Sintep-MT aponta intimidação após suposta ordem judicial para remanejar vigias
Trabalhador da educação procurou o Sintep-MT, após registro no Ministério Público, para denunciar manobra para possível alteração de função em escola estadual de Novo São Joaquim
Publicado: 26/06/2026 18:00 | Última modificação: 26/06/2026 18:00
Escrito por: Roseli Riechelmann
O Sindicato dos Trabalhadores no Ensino Público de Mato Grosso (Sintep-MT) recebeu um termo de declaração registrado no Ministério Público por um dirigente sindical, apoio administrativo educacional na função de vigia, da rede estadual de ensino em Novo São Joaquim (a 493 km de Cuiabá). O documento aponta uma manobra interpretativa adotada pela Escola Estadual Diniz Alves de Toledo para fazer com que vigias escolares passem a exercer atribuições de agentes de pátio.
Conforme o documento, o servidor efetivo da rede estadual, que assina o termo de declaração, relata que foi comunicado, por mensagem de WhatsApp enviada pela escola, sobre a alteração do período regular de trabalho noturno, para o diurno. A justificativa apresentada era o cumprimento de uma suposta "ordem judicial" e da Diretoria Regional de Educação de Barra do Garças, responsável pela jurisdição do município.

Ao procurar o Ministério Público para verificar a existência da alegada ordem judicial, o trabalhador recebeu outra versão. Segundo relatou o promotor, não havia qualquer determinação judicial, mas sim uma solicitação decorrente de uma reunião com pais de estudantes. Na ocasião, os responsáveis reivindicaram acompanhamento dos alunos durante os intervalos, com o objetivo de reduzir conflitos e brigas no ambiente escolar.
Para o secretário de Funcionários do Sintep-MT, Klebis Marciano, a situação evidencia a carência de profissionais para desempenhar a função de agente de pátio. Segundo o dirigente, a interpretação adotada pela escola, ao apresentar a solicitação do Ministério Público como uma ordem judicial, reforça as denúncias feitas pelo sindicato sobre a precarização das condições de trabalho nas unidades escolares desde a gestão do ex-governador Mauro Mendes e que permanece no atual governo, Otaviano Pivetta.
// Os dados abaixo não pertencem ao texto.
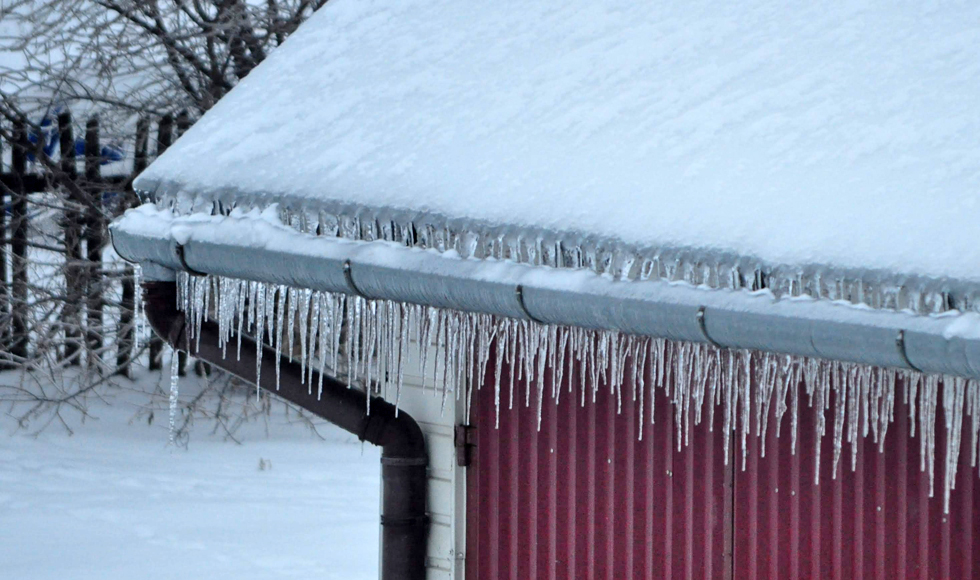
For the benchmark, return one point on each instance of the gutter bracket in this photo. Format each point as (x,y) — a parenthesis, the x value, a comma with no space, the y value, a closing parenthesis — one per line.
(349,279)
(519,291)
(900,345)
(704,328)
(179,252)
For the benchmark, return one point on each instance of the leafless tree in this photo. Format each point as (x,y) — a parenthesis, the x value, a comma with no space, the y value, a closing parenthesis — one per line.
(117,67)
(147,56)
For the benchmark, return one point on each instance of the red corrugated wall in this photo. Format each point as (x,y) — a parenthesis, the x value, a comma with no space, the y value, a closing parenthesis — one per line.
(584,498)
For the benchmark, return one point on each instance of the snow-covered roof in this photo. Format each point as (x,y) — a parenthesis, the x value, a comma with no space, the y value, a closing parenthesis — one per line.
(841,135)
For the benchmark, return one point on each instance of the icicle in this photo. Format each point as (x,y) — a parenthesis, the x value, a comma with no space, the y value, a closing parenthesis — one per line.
(138,314)
(750,388)
(260,306)
(323,322)
(404,326)
(174,379)
(280,315)
(242,286)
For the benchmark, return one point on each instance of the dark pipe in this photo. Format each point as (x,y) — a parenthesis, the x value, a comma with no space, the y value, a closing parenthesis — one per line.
(403,456)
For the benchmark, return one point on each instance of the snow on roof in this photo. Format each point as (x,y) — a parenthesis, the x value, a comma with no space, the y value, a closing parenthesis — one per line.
(846,135)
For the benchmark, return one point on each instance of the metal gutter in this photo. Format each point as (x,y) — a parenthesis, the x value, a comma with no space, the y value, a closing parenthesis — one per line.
(383,270)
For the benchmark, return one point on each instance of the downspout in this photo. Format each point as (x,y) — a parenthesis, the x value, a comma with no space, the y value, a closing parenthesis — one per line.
(403,457)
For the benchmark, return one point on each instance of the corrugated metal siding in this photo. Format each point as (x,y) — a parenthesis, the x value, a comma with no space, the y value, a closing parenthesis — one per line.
(876,522)
(583,498)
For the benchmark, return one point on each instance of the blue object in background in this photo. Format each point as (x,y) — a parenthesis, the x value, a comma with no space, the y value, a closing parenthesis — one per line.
(51,139)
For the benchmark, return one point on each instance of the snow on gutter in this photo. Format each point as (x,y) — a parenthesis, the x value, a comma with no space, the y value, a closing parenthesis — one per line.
(256,246)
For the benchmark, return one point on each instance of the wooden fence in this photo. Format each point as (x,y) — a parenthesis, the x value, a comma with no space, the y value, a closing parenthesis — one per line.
(87,202)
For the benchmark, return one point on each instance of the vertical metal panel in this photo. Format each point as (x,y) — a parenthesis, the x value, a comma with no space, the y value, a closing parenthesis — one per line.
(585,498)
(875,522)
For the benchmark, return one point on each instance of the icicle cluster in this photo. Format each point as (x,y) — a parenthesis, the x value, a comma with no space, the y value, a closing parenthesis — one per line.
(367,342)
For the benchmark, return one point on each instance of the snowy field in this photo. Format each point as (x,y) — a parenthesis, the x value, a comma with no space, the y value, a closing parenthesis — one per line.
(114,501)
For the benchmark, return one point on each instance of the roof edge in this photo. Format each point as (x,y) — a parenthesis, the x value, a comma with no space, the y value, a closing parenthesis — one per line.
(277,254)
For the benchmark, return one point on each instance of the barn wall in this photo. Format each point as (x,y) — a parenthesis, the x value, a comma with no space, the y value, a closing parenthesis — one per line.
(876,522)
(584,498)
(446,494)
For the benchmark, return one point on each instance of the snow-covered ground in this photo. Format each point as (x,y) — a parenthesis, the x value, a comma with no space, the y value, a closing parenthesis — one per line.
(114,501)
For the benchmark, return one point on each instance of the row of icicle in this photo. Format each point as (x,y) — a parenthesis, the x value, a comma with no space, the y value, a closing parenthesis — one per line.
(459,350)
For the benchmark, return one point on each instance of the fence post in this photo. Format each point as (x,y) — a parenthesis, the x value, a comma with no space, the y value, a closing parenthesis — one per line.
(71,319)
(18,245)
(95,240)
(165,135)
(4,286)
(127,306)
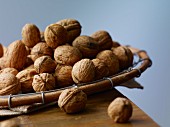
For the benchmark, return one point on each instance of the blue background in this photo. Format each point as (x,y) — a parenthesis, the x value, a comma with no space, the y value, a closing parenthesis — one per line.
(143,24)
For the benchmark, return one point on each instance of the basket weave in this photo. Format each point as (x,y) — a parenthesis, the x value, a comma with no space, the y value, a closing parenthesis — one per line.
(88,88)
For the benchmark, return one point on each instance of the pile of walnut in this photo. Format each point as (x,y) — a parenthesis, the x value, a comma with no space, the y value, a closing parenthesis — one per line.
(59,57)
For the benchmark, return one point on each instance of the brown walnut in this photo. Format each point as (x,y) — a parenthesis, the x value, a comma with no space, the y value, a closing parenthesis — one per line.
(101,70)
(41,49)
(124,55)
(73,28)
(63,75)
(110,60)
(44,64)
(30,35)
(55,35)
(72,100)
(43,82)
(87,46)
(26,78)
(103,38)
(67,55)
(83,71)
(120,110)
(9,84)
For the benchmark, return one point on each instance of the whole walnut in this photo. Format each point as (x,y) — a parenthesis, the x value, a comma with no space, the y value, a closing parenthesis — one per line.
(83,71)
(44,64)
(16,55)
(63,75)
(103,38)
(1,50)
(110,59)
(9,84)
(120,110)
(43,82)
(124,55)
(9,70)
(87,46)
(73,28)
(55,35)
(72,100)
(101,70)
(30,35)
(41,49)
(67,55)
(26,78)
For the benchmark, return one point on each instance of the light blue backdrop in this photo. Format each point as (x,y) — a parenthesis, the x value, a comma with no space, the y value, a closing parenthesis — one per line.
(144,24)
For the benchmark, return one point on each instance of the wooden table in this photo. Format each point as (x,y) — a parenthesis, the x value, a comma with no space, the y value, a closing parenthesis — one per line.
(95,115)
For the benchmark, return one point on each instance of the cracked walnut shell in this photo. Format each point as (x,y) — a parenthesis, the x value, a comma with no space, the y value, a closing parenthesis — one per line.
(83,71)
(67,55)
(120,110)
(43,82)
(72,100)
"Não é possível que pessoas aprovadas em concurso público, com atribuições definidas em lei, sejam simplesmente deslocadas para exercer outras funções. Se a atribuição é atuar como vigia, o profissional não é obrigado a desempenhar atividades fora da área correspondente ao seu cargo", afirma o dirigente.
Os vigias da escola questionaram o remanejamento e formalizaram um comunicado à direção, no qual informam que cumprirão o novo horário de trabalho estabelecido pela gestão escolar. No entanto, registram que não exercerão atividades de monitoramento de conflitos estudantis, por entenderem que essa atribuição não integra as funções do cargo para o qual foram concursados. Os profissionais destacam ainda que a Lei Complementar nº 50/1998 (Lopeb), que rege a carreira, estabelece atribuições distintas daquelas reivindicadas pelos pais de estudantes junto ao Ministério Público.